Этот студент пылкостью чувств напомнил ему Фернана. Он лукаво сказал:
- Если вы хотите доставить мне удовольствие, соберите немного курослепа для моих канареек.
Но когда незнакомец, прощаясь, спросил, можно ли ему прийти еще раз, Жан-Жак заставил себя отказать ему в этом.
- Боюсь, друг мой, что я к вам привыкну, - сказал он. - Я не могу позволить себе заключать новую дружбу; новое разочарование мне теперь не под силу.
Юноша склонился в поклоне и ушел. Вернувшись в Париж, студент - ему было девятнадцать лет, он был родом из города Арраса и звался Максимилиан Робеспьер - записал в свой дневник:
«Я видел Жан-Жака, женевского гражданина, величайшего из людей нашего времени. Я все еще полон гордости ликования: он назвал меня своим другом!
Благородный муж, ты научил меня понимать величие природы и вечные принципы общественного порядка.
Но в твоих прекрасных чертах я увидел скорбные складки - следы несправедливости, на которую люди тебя обрекли. На тебе я собственными глазами убедился, как люди вознаграждают за стремление к правде.

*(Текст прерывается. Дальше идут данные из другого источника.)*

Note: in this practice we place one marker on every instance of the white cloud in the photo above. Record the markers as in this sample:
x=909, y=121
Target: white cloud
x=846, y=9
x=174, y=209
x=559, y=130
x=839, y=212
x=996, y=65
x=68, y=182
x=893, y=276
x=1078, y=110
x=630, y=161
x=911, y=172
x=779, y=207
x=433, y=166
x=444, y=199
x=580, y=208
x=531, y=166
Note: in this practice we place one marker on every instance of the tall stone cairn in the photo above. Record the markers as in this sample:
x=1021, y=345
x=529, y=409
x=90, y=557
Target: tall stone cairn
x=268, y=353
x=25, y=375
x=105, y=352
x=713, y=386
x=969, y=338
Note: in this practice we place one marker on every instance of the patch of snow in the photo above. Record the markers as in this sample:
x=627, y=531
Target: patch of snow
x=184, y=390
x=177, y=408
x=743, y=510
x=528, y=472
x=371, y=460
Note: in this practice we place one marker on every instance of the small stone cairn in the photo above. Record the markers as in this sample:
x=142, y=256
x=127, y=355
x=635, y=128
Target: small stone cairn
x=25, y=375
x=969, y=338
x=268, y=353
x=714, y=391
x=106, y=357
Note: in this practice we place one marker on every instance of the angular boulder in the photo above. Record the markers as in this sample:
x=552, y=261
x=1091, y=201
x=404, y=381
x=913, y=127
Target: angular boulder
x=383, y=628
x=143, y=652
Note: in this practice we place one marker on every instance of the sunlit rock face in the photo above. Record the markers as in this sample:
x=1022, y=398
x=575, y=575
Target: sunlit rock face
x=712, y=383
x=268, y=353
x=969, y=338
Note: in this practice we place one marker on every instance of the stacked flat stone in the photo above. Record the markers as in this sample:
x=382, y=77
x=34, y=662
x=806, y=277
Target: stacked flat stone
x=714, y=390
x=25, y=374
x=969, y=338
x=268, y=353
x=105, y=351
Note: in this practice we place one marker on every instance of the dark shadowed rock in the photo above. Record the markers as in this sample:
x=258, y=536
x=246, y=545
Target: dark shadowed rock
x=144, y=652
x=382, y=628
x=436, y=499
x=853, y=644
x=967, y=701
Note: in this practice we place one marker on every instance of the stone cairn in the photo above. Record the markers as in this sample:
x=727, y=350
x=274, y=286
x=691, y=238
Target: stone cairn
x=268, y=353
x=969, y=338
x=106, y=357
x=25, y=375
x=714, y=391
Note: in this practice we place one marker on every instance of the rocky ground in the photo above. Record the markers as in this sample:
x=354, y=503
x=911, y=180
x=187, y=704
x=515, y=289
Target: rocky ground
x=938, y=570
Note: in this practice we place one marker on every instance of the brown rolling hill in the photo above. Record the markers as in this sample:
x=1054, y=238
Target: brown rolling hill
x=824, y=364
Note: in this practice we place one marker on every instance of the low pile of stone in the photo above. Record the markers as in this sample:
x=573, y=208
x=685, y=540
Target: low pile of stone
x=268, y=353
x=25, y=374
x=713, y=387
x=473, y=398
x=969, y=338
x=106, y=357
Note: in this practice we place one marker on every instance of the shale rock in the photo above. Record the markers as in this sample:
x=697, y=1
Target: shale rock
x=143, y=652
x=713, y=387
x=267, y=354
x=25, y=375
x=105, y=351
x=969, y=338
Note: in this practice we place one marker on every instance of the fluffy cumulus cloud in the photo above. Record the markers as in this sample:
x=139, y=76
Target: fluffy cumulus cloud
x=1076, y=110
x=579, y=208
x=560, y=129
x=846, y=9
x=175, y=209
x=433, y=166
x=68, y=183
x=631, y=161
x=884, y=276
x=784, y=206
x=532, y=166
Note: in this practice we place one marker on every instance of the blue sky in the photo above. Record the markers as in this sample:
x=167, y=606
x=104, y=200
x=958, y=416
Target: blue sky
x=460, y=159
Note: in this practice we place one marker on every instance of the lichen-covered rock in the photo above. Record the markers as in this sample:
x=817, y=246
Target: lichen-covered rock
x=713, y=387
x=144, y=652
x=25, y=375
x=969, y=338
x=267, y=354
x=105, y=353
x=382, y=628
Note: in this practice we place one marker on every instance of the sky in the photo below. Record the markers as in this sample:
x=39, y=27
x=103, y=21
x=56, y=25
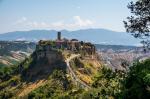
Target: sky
x=21, y=15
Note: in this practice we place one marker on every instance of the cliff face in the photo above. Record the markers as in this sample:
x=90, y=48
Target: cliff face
x=43, y=64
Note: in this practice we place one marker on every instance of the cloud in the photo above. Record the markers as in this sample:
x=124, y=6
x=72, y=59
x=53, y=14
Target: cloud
x=77, y=23
x=20, y=21
x=78, y=7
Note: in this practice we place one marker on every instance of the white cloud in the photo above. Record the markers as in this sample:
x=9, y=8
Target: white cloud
x=20, y=21
x=78, y=7
x=77, y=23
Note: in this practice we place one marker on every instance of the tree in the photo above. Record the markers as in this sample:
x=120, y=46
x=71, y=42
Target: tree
x=139, y=23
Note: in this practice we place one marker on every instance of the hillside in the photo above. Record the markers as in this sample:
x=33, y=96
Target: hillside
x=13, y=52
x=66, y=69
x=97, y=36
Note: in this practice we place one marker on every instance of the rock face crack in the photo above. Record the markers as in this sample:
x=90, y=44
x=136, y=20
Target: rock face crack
x=73, y=75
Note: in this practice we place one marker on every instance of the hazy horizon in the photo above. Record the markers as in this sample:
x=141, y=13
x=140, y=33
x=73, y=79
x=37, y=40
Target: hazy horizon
x=59, y=15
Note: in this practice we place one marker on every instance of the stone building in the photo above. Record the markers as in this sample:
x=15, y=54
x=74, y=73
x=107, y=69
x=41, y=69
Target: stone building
x=64, y=44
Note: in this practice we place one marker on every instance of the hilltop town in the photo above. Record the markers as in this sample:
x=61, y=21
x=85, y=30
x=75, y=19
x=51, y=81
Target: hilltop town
x=72, y=46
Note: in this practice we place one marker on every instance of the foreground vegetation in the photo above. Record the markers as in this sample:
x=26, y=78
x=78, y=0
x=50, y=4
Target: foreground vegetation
x=105, y=84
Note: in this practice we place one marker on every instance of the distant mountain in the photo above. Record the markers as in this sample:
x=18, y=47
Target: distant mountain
x=97, y=36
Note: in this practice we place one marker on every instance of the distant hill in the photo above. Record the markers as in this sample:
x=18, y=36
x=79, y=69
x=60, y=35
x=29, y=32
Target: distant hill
x=97, y=36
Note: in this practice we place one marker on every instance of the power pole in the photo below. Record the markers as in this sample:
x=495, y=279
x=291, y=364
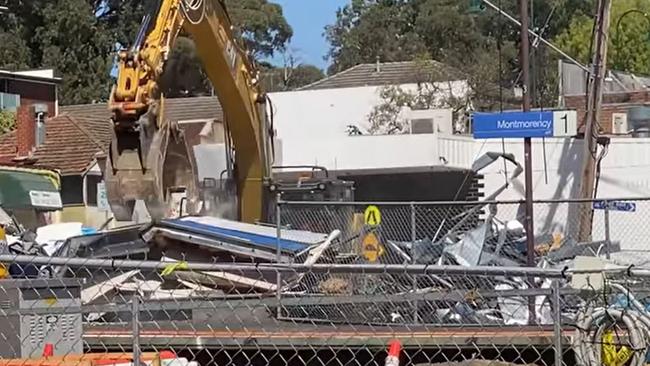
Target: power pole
x=528, y=157
x=594, y=102
x=524, y=55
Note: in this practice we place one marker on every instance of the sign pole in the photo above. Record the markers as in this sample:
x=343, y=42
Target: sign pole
x=528, y=151
x=528, y=158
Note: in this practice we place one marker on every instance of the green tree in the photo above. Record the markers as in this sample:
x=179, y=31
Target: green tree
x=366, y=30
x=289, y=77
x=446, y=31
x=63, y=35
x=262, y=24
x=629, y=44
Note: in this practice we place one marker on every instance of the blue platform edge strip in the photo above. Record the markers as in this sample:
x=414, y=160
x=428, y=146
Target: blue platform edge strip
x=250, y=238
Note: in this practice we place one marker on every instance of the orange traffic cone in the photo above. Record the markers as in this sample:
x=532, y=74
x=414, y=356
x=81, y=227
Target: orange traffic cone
x=48, y=351
x=394, y=349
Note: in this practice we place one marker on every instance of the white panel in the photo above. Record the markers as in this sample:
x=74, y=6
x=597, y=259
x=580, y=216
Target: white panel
x=565, y=123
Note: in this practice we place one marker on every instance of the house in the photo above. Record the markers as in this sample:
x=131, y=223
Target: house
x=70, y=141
x=37, y=88
x=622, y=92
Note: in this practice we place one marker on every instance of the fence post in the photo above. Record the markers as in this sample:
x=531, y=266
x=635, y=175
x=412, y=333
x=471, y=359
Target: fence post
x=607, y=237
x=557, y=323
x=135, y=319
x=415, y=277
x=278, y=254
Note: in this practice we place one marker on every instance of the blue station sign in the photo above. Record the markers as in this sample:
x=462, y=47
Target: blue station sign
x=524, y=124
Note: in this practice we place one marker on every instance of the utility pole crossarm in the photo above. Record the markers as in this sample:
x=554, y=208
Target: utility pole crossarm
x=594, y=103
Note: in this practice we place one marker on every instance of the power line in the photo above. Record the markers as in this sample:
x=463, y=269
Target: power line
x=538, y=36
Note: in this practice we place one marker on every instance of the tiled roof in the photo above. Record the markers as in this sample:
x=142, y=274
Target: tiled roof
x=71, y=143
x=388, y=73
x=176, y=109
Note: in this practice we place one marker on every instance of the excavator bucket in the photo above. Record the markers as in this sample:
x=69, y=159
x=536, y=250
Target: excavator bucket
x=155, y=165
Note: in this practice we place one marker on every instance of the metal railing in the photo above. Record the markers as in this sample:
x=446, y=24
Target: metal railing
x=446, y=280
x=464, y=313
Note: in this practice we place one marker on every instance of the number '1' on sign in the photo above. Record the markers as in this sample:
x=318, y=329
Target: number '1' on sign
x=372, y=216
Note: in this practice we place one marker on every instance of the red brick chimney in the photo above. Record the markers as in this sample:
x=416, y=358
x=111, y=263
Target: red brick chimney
x=25, y=131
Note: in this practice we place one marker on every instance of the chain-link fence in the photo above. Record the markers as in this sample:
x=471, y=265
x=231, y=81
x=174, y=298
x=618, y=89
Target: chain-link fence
x=118, y=310
x=477, y=233
x=446, y=280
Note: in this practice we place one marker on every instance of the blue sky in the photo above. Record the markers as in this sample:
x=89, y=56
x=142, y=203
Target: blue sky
x=308, y=19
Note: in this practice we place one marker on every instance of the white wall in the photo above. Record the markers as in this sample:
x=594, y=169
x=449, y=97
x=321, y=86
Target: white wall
x=625, y=174
x=311, y=127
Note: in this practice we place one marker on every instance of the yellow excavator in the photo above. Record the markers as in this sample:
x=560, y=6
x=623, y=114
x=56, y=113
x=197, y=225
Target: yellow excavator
x=149, y=158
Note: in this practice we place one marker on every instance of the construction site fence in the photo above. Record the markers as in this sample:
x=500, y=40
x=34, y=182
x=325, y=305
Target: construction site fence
x=408, y=232
x=321, y=314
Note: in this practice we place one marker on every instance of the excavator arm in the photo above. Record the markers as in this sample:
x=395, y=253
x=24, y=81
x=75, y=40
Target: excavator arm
x=149, y=157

И все же я пойду по твоим стопам.
Старое здание рушится. Верные твоему учению, мы возьмем в руки лом, разрушим старое до основания и соберем камни, чтобы построить новое здание, чудесное, какого мир еще не знал. Быть может, мне и моим соратникам придется расплатиться за наше дело глубочайшим бедствием или даже преждевременной смертью. Меня это не пугает. Ты назвал меня другом своим: я покажу, что достоин быть им».
Король, шестнадцатый по счету Людовик, сидел в своей библиотеке в Версале и читал тайные донесения министра полиции Ленуара. Двадцатичетырехлетний монарх читал охотно и много, в особенности официальные документы.
Он наткнулся на заметку: некий Джон Болли, именуемый также Николас Монтрегу, конюх принца де Кондэ, ранее конюх маркиза де Жирардена, выслан за пределы страны; Болли находился в преступной связи с вдовой недавно скончавшегося писателя Жан-Жака Руссо, помимо всего прочего, он англичанин.
Молодой король обладал блестящей памятью. Отчетливо помнил он тайные донесения, в которых сообщалось о смерти Руссо. Подвергалось сомнению, действительно ли этот человек умер от кровоизлияния в мозг, речь шла о каких-то темных слухах, и уже тогда упоминалось имя этого английского конюха.
Толстый, в некрасивой позе сидел Людовик у своего письменного стола. Опустив на руки большую жирную голову с покатым лбом, он смотрел близорукими, несколько выпуклыми глазами на украшавшие его письменный стол фарфоровые бюсты великих умерших поэтов - Лафонтена, Буало, Расина и Лабрюйера. Изящные фарфоровые бюсты были изготовлены по личному заказу короля, в его мануфактуре Ле Севр. Это все его любимые писатели. Они творили с верой в бога и в установленный богом порядок на земле. Теперь таких писателей нет. Ему, Людовику, приходится то и дело отбиваться от атеистов и бунтарей, от таких, как Вольтер, как Руссо.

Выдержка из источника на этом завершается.